Primero conocí el adagio latino que reza: Ubi bene, ibi patria, y que sin dudas era mi consuelo en mis años de incilio, y añoranzas por este sitio bajo el sol, entonces inalcanzable y que ahora habito.
Pero el detalle más singular que da la vida en suelo extranjero con otra lengua y otra memoria, u otra cultura si la llamamos mejor, es precisamente el recuerdo imperecedero que el poeta y el narrador Sabato le descubre en su muy particular adagio que ahora reitero en detalle al curioso lector y que apunta:
El exilio me enseñó que la patria no es el territorio. Es el idioma. Y el Idioma siempre puedes llevarlo contigo.
Sin embargo, la frase que cito arriba es, al decir del muy informado ChatGPT, no más que una perífrasis de otra, y que sigo citando como evidencia de cómo leemos o creemos leer las ideas de otro:
La patria no es la bandera, ni el territorio, ni el gobierno.
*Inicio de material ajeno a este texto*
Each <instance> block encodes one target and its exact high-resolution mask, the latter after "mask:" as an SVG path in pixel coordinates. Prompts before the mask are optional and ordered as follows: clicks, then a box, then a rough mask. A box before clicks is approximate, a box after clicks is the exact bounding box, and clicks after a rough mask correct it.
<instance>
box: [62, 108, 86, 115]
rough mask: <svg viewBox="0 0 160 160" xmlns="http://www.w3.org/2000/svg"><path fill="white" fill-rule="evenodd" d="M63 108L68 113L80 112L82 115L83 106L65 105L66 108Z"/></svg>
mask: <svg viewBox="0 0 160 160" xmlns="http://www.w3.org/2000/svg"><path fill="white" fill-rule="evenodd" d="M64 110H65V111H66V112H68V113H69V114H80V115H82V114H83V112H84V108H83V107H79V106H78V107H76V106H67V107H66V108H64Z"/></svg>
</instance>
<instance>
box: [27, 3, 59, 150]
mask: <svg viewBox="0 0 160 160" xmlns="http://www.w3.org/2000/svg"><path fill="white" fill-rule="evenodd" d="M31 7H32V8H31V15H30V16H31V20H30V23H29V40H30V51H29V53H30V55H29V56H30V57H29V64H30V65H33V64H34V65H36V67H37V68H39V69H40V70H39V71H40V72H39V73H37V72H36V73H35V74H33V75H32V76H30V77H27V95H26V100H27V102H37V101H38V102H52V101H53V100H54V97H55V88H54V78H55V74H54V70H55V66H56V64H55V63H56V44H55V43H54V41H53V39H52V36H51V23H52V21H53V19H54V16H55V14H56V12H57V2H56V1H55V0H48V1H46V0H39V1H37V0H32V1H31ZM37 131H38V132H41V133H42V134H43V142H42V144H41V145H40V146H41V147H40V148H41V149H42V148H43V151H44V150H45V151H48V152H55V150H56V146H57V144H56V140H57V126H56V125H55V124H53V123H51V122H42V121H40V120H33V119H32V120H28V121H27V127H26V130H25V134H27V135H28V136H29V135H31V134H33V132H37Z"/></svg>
La patria es la gente, los recuerdos, los afectos, los muertos que amamos y los hijos que esperamos.
Y no le falta otra vez razón al autor.
Hay un marasmo de recordaciones y de vivencias que se traspolan en nuestro lugar o lugares de adopción con los que nadie deja de soñar y de sufrir.
Es el bagaje que nos acompaña, ese equipaje aligerado que toda partida nos obliga a acarrear, y que la nostalgia nos saca a relucir a cada tramo de la nueva vivencia y el nuevo espacio que se habita más allá del mar.
La frase se Sabato me ha sacado al rostro todos los colores de mi añoranza.
La verdadera patria del hombre no es el orbe puro que subyugó a Platón. Su verdadera patria, a la que siempre retorna luego de sus periplos ideales, es esta región intermedia y terrenal del alma, este desgarrado territorio en que vivimos, amamos y sufrimos... Sábato, Ernesto. Antes del fin. Buenos Aires: Seix Barral, 1998, p. 90.